Bar Russian Murder Suspects, says Cotler

The Epoch Times

Tax attorneys make unlikely heroes, but Sergei Magnitsky died a horrible death at the age of 37, refusing to recant his assertion of a massive fraud in Russia.

Magnitsky spent his final days at the same prison that once held Raoul Wallenberg, a Swedish hero credited with rescuing as many as 100,000 Jews from the Nazis only to be imprisoned by the Soviets on suspicion of espionage.

Like Wallenberg, Magnitsky is being remembered as a man of principle who stood by his sense of right and wrong at great personal cost.

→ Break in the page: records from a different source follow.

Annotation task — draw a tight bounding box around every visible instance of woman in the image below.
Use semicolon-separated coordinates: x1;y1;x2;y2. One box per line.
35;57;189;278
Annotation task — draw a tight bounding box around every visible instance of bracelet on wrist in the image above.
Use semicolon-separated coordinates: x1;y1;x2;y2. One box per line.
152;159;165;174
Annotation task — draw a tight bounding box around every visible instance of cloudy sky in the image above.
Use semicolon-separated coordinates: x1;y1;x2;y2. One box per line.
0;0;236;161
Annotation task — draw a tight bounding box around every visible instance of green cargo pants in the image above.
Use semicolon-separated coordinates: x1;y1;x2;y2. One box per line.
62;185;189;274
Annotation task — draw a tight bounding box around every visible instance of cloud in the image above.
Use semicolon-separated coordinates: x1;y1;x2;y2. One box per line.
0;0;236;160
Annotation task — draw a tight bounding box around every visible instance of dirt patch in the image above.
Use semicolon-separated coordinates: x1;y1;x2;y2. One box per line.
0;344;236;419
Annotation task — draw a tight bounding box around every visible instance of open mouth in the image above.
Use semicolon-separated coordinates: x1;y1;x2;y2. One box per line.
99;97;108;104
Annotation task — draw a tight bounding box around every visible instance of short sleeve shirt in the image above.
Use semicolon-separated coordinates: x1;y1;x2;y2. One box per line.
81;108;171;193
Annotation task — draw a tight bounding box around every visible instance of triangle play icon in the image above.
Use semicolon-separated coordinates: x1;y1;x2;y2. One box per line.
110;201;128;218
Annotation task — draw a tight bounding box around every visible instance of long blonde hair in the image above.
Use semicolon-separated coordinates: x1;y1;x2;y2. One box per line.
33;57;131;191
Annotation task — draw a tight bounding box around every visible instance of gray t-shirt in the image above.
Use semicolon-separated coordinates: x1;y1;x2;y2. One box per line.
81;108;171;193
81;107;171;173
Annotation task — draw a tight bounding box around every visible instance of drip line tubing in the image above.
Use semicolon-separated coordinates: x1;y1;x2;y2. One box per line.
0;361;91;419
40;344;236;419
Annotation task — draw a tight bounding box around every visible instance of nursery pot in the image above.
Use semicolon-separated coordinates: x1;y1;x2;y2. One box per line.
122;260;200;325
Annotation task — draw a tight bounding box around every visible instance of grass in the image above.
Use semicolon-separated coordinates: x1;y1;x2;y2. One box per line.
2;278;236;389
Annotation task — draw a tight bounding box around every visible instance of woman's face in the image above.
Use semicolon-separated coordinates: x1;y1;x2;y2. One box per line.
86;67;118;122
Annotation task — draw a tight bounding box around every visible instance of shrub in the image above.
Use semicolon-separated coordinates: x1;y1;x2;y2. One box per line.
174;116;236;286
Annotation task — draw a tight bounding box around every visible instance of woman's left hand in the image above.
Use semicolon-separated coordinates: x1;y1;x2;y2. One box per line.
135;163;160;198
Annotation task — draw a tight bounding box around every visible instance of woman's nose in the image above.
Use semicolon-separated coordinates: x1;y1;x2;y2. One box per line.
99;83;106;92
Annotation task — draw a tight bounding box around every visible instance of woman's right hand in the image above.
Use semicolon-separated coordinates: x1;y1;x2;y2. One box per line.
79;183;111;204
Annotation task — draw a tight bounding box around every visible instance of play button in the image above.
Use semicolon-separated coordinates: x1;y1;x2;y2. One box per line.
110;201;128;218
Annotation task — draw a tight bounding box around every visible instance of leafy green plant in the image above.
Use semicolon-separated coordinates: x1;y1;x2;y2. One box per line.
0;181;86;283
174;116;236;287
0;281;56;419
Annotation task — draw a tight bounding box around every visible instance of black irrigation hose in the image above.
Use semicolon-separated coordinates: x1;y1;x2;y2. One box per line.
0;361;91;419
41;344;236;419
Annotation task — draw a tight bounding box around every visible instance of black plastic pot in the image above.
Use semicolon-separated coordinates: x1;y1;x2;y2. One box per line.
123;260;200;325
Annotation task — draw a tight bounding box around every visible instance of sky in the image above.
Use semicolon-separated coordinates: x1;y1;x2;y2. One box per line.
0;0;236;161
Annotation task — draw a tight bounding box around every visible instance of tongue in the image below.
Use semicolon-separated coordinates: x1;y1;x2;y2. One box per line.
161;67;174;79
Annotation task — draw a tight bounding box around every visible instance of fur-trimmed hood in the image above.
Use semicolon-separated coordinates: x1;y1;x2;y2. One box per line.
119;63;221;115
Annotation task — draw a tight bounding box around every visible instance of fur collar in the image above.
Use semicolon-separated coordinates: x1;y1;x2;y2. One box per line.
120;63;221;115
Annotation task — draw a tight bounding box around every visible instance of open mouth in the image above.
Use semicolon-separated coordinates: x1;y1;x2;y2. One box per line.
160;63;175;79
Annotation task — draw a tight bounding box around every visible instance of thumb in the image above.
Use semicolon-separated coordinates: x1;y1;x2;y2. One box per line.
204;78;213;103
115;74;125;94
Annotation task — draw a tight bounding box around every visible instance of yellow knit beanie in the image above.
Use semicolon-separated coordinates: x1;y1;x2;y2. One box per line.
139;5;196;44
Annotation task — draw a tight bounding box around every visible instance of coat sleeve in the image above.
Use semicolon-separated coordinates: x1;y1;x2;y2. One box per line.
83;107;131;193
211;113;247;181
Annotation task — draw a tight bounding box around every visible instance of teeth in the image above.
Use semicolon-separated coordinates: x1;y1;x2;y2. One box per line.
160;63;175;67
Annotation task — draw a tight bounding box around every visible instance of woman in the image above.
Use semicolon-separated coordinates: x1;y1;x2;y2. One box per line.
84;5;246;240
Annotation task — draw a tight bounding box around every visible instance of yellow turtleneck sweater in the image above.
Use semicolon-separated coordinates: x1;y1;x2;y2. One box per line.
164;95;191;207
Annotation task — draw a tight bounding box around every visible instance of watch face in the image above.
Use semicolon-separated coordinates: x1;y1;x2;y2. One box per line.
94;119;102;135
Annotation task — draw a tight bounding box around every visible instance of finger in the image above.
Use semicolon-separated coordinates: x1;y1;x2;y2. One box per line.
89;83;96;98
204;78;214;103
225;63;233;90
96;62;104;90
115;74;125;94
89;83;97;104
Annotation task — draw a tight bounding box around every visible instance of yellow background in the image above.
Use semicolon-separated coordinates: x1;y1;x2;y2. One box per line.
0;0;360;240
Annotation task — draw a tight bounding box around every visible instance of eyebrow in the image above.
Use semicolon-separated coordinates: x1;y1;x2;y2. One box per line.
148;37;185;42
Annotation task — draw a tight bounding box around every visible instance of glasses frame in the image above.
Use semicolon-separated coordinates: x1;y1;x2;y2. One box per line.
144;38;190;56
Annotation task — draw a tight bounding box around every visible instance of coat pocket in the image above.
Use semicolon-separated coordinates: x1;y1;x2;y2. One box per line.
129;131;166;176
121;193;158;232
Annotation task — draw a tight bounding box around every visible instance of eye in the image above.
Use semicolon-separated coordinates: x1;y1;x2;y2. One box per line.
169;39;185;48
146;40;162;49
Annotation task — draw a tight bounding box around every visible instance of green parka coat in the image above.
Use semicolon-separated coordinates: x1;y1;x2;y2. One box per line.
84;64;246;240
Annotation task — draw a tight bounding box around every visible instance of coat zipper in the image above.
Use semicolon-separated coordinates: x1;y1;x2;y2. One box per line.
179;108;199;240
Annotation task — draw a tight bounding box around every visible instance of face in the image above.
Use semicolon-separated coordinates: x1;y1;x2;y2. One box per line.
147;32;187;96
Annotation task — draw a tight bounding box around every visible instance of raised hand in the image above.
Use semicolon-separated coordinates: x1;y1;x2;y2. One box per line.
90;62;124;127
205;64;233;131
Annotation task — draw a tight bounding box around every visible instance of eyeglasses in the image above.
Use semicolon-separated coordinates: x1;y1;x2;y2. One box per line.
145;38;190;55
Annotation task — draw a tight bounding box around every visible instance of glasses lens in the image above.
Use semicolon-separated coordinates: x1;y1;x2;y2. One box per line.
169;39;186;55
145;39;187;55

Several years ago, Bill Browder, CEO of Hermitage Capital Management, and his associates discovered that Russian companies they had invested in had bilked the Russian government for $230 million in taxes paid by Hermitage.

Exposing the fraud got Browder barred from Russia, but his lawyer, Magnitsky, paid a higher price. He was jailed, mistreated, and killed in November 2009. He was denied medical treatment for a severe pancreatic condition he developed while held in the infamous Butyrka prison.

Like Wallenberg, Magnitsky is being remembered as a man of principle who stood by his sense of right and wrong at great personal risk.

Browder said the fact that the Russian government would attack people for exposing tax fraud shows that corruption had reached the highest levels of the government.